Pero los platos de nuestra protagonista no son sólo un vehículo de expresión de sentimientos personales. También reflejan un emergente movimiento nacionalista que, a principios del siglo XX, tomó a la gastronomía como uno de los pilares clave para la construcción de la identidad nacional mexicana. Para ello, hundió sus raíces en el pasado prehispánico, reivindicando platos, técnicas e instrumentos que ya existían mucho antes de que Hernán Cortés la tomase con los aztecas. Esquivel refleja este movimiento mediante diferentes vías. Por ejemplo, “mexicanizando” platos importados de España, como la torta de Navidad, a la que añade chiles serranos; o empleando técnicas anteriores a la conquista, como el chocolate que sus protagonistas no toman con leche, sino con agua hirviendo. Otra de las maneras de reivindicar el patrimonio gastronómico mexicano es glorificando algunos de sus platos más emblemáticos, como el chile en nogada con el que se cierra la novela, una delicia que porta los colores de la bandera nacional gracias a tres de sus ingredientes, la crema de nuez, el perejil y la granada. Hasta el lenguaje se invade de esta exaltación gastronómica patria, optando en gran cantidad de ocasiones por los términos tomados de la lengua Náhuatl, tanto para los utensilios (molcajete, tejolote o metate), como para los ingredientes: jitomate (tomate), acitrón (tallo de la biznaga mexicana, descortezado y confitado), guajolote (pavo), elote (mazorca tierna de maíz)…
La docena de platos que nos cocina Tita son pues una encrucijada entre sentimientos personales y sentimientos de toda una nación. Todo un reto, al alcance de pocos chefs. Yo, en mi modestia, me planteo para hoy un reto más humilde: voy a ver si me sale ese plato de codornices…
Referencias
Bower, Anne L. (ed.) (2004): Reel Food: Essays on Food and Film. Routledge. NuevaYork.
Carreño, Manuel Antonio (2001): Manual de Urbanidad y Buenas Costumbres. Los libros de El Nacional. Caracas. Obra editada originalmente 1853.

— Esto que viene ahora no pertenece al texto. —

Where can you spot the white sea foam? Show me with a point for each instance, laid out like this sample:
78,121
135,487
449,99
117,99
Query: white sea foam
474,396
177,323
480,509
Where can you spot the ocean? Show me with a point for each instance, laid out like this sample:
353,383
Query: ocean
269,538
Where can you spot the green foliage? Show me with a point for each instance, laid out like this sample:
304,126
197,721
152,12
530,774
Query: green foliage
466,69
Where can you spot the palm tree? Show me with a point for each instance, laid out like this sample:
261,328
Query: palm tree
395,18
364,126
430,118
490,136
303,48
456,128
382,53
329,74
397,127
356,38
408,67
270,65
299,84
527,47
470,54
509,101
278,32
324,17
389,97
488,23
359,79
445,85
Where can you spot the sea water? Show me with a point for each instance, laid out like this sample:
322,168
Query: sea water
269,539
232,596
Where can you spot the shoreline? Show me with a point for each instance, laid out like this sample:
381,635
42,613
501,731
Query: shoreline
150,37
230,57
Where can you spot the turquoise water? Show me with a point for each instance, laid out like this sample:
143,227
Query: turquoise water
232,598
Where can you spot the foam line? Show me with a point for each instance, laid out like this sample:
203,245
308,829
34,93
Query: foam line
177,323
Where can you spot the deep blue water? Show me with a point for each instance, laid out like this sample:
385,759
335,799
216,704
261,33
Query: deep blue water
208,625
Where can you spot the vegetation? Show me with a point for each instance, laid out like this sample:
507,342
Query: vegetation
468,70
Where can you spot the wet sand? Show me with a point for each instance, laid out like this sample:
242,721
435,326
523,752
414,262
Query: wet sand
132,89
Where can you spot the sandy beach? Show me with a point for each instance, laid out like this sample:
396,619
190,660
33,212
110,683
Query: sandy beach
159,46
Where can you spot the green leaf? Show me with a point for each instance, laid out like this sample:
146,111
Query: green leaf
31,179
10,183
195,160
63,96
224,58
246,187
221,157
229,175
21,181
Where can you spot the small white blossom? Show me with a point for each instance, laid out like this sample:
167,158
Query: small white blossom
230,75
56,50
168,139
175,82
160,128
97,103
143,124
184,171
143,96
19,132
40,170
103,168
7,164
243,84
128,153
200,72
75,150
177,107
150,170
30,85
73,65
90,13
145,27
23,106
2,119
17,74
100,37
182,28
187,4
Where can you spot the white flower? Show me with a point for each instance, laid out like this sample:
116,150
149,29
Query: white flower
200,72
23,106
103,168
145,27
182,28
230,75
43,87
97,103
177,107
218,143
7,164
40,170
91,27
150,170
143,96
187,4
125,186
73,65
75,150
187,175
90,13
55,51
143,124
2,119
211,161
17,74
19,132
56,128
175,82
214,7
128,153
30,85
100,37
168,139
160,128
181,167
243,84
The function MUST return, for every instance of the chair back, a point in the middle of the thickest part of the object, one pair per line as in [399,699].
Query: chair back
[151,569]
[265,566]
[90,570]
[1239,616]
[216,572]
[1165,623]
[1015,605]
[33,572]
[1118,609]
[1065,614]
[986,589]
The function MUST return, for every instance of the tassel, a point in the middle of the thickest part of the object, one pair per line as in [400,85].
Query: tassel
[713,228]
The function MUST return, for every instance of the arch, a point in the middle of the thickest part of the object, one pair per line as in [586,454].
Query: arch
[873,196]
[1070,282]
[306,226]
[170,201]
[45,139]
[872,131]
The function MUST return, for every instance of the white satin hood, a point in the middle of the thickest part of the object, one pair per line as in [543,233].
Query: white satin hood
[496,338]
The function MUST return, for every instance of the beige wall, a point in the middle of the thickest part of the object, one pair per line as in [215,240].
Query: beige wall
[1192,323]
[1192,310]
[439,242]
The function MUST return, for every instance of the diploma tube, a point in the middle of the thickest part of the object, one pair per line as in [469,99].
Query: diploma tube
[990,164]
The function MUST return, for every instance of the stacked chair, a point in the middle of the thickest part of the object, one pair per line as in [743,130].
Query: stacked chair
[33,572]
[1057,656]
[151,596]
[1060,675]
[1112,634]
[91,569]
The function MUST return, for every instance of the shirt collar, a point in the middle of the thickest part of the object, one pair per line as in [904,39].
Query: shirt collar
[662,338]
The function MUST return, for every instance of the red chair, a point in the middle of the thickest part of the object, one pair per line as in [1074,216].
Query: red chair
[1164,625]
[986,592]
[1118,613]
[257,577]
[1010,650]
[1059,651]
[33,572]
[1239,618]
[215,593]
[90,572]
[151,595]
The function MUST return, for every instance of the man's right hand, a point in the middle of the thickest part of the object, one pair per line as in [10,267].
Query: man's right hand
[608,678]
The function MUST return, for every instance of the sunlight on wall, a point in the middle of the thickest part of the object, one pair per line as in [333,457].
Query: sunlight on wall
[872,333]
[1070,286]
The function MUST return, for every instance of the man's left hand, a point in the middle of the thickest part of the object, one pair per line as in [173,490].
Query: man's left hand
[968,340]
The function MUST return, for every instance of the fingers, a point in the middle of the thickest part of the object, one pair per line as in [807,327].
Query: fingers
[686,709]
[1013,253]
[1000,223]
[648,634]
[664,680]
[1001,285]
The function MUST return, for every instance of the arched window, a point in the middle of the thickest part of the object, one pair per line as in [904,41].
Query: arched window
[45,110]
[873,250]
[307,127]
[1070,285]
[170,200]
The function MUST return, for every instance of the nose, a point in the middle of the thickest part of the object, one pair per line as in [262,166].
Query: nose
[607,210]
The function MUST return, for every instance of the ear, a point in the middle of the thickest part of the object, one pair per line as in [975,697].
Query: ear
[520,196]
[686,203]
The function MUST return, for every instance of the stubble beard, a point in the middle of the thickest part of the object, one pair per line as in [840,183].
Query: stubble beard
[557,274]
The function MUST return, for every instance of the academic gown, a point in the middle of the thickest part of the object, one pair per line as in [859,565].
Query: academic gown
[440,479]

Esquivel, Laura (2009): Como agua para chocolate. Debolsillo. Barcelona. Obra editada originalmente 1989.
Viladot, M. Angels (2010): Letras con sabor. Aresta. Barcelona.
Yankelevich, Pablo (2010): Reseña de “Nacionalismo culinario. La cocina mexicana en el siglo XX” de José Luis Juárez López. Desacatos (34), septiembre-diciembre: 182-184.